Here she is on Randy Newman, whose adaptation of Faust she sang on (and whose voice makes my own skin crawl, though I recognize his musicianship and songwriting skill): “Randy’s songs can be bleak. Not to seem a hard man, he will insert a shard of comfort so meager it seems Dickensian. His songs are superbly crafted, with a musical tension that results from this combination of hope and utter despair. In his orchestrations, he might comment on the narrative being carried by the singer, using the instruments to deliver the jabs. Singing in the midst of one of his arrangements can feel like taking part in a boisterous discussion, with people of unevenly matched intelligence, sensibility, and insight ranting and squabbling.”
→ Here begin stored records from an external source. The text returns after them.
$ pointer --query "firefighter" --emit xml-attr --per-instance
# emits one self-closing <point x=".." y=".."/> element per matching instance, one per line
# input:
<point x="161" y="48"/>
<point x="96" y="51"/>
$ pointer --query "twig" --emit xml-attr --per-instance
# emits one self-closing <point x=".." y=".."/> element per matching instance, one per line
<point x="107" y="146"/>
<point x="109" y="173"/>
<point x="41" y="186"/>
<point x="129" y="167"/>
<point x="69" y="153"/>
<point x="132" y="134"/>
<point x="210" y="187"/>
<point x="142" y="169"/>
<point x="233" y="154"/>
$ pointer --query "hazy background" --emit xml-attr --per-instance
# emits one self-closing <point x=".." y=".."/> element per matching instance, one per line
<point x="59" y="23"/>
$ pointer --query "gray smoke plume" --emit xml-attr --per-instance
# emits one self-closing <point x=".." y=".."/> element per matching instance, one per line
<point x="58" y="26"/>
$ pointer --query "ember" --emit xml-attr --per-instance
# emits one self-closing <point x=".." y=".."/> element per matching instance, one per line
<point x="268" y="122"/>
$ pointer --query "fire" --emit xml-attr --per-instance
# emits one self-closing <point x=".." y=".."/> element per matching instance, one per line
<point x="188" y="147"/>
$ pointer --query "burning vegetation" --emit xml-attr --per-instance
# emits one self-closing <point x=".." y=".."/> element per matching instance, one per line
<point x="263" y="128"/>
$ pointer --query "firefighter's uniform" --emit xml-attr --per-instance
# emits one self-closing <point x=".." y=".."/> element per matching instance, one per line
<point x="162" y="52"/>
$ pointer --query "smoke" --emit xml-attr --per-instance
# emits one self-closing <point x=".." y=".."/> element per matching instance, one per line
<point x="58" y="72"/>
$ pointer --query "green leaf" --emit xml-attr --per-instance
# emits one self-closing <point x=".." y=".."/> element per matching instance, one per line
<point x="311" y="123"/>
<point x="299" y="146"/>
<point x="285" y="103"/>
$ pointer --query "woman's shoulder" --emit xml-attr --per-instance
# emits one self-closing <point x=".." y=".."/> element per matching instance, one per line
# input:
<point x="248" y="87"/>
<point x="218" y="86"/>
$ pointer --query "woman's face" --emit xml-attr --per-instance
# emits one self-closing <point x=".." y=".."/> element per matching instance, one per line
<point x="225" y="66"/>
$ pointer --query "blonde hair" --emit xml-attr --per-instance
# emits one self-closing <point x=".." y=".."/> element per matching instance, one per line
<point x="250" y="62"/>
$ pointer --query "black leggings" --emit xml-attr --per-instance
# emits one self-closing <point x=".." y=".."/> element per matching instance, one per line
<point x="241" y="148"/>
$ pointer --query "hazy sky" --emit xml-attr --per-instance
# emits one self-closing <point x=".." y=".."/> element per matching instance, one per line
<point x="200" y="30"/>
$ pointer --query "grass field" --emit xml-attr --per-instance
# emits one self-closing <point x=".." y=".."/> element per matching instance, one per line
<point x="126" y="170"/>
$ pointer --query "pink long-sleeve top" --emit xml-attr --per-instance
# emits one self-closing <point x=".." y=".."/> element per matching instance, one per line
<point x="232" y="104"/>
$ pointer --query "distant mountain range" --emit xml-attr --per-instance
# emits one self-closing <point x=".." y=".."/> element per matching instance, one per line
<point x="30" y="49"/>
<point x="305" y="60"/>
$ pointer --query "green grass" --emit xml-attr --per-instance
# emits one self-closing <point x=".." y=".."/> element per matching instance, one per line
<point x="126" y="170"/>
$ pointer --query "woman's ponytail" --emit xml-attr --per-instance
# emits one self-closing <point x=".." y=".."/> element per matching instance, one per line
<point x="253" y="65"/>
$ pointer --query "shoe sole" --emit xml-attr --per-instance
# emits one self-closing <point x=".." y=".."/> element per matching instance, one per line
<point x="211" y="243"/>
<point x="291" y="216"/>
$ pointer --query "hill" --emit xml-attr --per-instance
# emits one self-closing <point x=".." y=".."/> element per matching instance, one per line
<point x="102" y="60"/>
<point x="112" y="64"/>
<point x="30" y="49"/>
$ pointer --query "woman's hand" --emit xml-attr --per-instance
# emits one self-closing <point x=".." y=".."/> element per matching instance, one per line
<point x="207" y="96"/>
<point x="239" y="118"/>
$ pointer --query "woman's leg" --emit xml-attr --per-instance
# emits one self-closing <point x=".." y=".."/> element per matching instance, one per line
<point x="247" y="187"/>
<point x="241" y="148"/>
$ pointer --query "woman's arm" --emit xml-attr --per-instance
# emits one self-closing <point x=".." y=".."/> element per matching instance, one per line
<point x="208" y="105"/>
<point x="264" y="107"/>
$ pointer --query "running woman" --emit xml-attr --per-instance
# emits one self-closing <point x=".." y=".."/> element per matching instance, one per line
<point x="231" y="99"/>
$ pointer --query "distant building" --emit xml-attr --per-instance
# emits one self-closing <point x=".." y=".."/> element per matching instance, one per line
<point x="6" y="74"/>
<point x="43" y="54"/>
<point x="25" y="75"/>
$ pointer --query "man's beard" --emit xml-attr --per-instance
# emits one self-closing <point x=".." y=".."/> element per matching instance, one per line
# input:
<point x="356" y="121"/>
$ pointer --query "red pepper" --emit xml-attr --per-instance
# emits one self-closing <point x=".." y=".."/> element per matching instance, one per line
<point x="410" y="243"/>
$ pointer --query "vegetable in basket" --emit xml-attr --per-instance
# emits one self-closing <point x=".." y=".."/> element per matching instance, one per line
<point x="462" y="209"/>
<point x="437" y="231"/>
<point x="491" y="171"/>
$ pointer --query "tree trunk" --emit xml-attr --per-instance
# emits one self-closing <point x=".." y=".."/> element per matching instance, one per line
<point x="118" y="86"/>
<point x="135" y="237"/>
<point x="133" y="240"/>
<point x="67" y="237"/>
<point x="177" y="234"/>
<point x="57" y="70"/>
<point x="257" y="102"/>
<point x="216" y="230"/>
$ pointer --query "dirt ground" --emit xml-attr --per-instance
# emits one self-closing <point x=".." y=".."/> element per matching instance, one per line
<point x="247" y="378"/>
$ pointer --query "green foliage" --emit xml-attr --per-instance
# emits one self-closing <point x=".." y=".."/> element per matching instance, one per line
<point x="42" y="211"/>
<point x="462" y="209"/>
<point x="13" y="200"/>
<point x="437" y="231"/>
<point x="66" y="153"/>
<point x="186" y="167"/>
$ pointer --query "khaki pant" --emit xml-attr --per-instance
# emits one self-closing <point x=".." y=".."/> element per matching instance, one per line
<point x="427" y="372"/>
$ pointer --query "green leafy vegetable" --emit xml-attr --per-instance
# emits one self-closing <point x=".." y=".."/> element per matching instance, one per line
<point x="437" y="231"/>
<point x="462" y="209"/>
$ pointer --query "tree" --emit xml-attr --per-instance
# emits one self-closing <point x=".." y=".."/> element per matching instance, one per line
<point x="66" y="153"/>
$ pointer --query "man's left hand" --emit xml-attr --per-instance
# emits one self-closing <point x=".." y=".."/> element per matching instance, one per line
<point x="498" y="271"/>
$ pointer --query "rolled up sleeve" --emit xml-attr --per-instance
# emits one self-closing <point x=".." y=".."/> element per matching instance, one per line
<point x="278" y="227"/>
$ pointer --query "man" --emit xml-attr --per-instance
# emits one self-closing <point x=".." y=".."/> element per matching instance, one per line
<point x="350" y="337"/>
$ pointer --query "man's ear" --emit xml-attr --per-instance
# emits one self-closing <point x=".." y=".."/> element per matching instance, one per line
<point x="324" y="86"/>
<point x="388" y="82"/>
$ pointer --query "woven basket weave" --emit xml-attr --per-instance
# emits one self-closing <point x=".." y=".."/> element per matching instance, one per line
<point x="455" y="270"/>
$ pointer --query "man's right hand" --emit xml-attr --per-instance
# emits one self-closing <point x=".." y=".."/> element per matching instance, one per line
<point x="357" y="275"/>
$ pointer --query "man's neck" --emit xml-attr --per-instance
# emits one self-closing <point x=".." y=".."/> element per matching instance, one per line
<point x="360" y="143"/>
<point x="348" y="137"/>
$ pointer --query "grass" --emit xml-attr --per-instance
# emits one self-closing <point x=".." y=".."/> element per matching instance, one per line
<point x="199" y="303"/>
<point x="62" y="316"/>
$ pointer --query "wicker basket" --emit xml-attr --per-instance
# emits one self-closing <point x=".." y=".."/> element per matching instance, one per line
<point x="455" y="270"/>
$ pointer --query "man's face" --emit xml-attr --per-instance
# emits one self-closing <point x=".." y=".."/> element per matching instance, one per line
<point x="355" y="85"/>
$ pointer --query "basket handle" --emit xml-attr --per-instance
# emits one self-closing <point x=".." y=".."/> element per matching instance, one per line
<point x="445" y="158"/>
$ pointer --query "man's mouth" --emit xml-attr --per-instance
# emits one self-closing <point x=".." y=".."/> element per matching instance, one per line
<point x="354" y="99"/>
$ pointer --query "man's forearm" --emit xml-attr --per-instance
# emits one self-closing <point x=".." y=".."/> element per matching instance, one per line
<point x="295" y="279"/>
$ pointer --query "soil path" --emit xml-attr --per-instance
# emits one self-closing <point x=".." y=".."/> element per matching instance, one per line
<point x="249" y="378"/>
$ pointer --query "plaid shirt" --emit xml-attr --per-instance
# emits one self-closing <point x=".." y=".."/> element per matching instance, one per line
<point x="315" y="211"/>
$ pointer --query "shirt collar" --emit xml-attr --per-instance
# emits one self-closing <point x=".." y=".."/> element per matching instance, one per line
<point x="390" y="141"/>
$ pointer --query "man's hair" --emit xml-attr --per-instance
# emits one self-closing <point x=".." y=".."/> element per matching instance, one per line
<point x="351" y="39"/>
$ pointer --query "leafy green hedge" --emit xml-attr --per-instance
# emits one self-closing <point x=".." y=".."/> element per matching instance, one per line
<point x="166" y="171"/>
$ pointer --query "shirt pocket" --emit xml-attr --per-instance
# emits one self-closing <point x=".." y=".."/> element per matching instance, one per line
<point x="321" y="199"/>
When I was in Vermont earlier this month, I read a New York Times article about Linda in which she discussed her Parkinson’s and her forthcoming memoir. That was the gateway to all of this—she’s been on my mind ever since. In a used-CD store in Brattleboro, I bought two of her later records I’d never listened to apart from a song or two. Feels Like Home (1995), whose beautiful title song is by Randy Newman, contains some good performances that could stand up to those of her ’70s heyday (“High Sierra,” “Morning Blues,” “Women Cross the River”). We Ran (1998)—which turned out to be the last solo pop-rock album she recorded—is a lot more uneven.
But I keep listening to them and will no doubt add others to my collection. Not having listened to her much at all for decades, I’ve started loading her ’70s masterworks onto my iPod.
I may one day give her American Songbook projects (Lush Life, etc.) more of a serious listen, or even her mariachi records. But for now the fancy getups, the mannered hairdos, the crinkly-nose smiles of those undertakings just don’t interest me. Even as I find I’m more interested than ever in her.
I’ve mentioned I was a solitary kid. But thinking back on those days and my love of Linda Ronstadt doesn’t make me feel sad or like something I want to distance myself from (though I did distance myself from it for a long time). I feel incredibly attached to this music. These are all really fond memories.
I’ve never met anyone in adulthood who shared my passion for Linda—not my current partner, not my previous one, not any friends I can think of. I don’t know why that is. She still has millions of fans, as the crowds at her appearances have proved. I just don’t seem to know any of them.
Linda is at a tough point in her life right now, no longer able to sing and dealing with a serious diagnosis, but here is what I’ve gleaned: She has a lot of friends, two kids she’s proud of, an accomplished and varied body of work to look back on, a fierce engagement with issues she cares about, such as immigration, and—what I’ve never really appreciated till recently—the great respect of her fellow musicians. There’s nothing deficient about her at all (or about me). In short, a life well lived, generously and unpretentiously, whose latest turn she seems to be facing with equanimity and acceptance. I wish her well.
The biggest surprise: After all these years, I find I’m still growing into her.